Guardiola reagierte zur Pause mit einigen taktischen Umstellungen. Er forderte nun gut sichtbar ein Überspielen der ersten Mittelfeldreihe, wodurch die erste Pressingwelle der Hoffenheimer umgangen werden sollte. Zudem schickte er Ribery wieder auf den Flügel. Besonders diese Umstellung zeigte sofort Wirkung. 

Durch die Achse Ribery-Alaba gewann das Bayernspiel sofort an Dynamik. Müller hätte nach einer Ribery-Flanke bereits die Führung erzielen können (57.). Hoffenheim hatte seinerseits durch Volland kurz zuvor die große Chance auf die erneute Führung, als es Firmino einmal gelang, Martinez mit einem Tunnel zu überspielen (55.).

Der zweite und entscheidende Knackpunkt war dann die Einwechslung von Kroos für Mandzukic nach einer Stunde. Dadurch gewann Bayern nicht nur die Hoheit und Ballsicherheit in der Zentrale zurück, Kroos sorgte ebenso für die bis dato kaum verwendeten Spielverlagerungen, wodurch die Hoffenheimer weite Wege gehen mussten und zunehmend müde wirkten.
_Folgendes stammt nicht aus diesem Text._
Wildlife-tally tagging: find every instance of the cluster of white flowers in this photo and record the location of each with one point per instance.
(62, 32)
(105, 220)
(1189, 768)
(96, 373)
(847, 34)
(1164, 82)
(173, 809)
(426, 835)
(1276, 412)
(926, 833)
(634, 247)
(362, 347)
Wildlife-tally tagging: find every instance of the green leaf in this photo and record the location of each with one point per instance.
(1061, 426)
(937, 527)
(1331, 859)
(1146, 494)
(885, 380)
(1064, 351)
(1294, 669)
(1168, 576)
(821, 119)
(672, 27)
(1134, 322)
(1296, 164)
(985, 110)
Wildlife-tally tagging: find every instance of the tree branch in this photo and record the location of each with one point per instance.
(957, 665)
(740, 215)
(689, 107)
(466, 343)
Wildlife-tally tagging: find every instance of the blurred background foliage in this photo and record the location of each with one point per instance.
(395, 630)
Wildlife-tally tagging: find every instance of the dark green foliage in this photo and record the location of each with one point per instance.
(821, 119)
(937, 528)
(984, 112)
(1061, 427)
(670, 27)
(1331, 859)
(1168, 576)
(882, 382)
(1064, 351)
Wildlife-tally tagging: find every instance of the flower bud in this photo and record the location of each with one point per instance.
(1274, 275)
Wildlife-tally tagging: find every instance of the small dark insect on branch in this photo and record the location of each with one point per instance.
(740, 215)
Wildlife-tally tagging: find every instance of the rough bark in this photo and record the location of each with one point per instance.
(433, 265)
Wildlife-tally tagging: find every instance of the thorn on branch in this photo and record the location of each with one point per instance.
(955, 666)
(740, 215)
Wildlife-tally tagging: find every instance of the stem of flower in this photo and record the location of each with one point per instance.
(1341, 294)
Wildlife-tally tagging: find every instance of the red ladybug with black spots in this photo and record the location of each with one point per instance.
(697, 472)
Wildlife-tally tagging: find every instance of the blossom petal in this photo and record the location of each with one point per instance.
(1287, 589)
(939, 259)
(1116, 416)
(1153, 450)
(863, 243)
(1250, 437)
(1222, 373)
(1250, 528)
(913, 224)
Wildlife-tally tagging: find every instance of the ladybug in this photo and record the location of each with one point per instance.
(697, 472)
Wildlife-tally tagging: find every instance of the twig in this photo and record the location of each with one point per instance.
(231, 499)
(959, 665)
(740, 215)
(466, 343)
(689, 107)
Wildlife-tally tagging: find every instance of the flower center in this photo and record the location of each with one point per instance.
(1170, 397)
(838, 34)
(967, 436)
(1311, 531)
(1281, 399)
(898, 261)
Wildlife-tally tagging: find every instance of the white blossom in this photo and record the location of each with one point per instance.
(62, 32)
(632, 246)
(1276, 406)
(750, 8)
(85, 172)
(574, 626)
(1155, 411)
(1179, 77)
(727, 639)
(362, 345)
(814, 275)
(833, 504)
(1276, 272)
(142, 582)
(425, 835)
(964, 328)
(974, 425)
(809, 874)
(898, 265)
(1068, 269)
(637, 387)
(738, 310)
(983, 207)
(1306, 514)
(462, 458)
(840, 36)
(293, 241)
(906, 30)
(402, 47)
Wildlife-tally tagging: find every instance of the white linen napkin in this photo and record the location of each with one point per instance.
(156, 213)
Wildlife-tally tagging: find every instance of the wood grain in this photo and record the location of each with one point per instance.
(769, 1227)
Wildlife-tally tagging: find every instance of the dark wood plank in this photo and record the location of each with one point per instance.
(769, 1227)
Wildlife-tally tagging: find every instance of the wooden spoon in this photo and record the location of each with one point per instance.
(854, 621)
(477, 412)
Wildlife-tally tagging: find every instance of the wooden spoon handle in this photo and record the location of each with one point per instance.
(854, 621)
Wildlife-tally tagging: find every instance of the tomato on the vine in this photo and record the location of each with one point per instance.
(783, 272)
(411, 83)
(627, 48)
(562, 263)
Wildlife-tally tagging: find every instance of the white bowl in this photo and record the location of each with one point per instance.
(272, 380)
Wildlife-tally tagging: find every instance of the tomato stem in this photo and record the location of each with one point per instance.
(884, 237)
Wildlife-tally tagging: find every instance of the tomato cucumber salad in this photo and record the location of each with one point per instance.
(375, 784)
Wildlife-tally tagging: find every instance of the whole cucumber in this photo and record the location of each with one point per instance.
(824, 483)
Dreieck Kroos-Ribery-Alaba glänzt

Besonders das Dreieck Ribery – Alaba – Kroos kreierte in der Schlussphase Chance um Chance (66./67.). Trotzdem musste erneut der Zufall, beziehungsweise zwei kurz aufeinanderfolgende Fehler der Hoffenheimer (in Person von Beck und dem ansonsten starken Süle) für Müllers Siegtreffer herhalten (75.). In der letzten Viertelstunde spielte Bayern seine technische Überlegenheit aus und hätte durch Müller noch ein Tor mehr erzielen müssen (86.).

Fazit: Ein taktisch interessantes Spiel, das von Seiten der Münchener erst nach der Hereinnahme von Kroos dominiert wurde. Hoffenheim mit einigen interessanten Pressingansätzen aber im Abschluss weitgehend harmlos. Bezeichnend, dass jeweils zwei der drei Tore durch Standards oder krasse individuelle Fehler begünstigt wurden.  

Bayern: Neuer (4,5) – Lahm (3), Boateng (3,5), Dante (3,5), Alaba (3) – Martinez (2,5), Schweinsteiger (3,5), Götze (4), Ribery (2,5), Müller (3,5) – Mandzukic (3,5) Eingewechselt: Kroos (2), Rafinha (-)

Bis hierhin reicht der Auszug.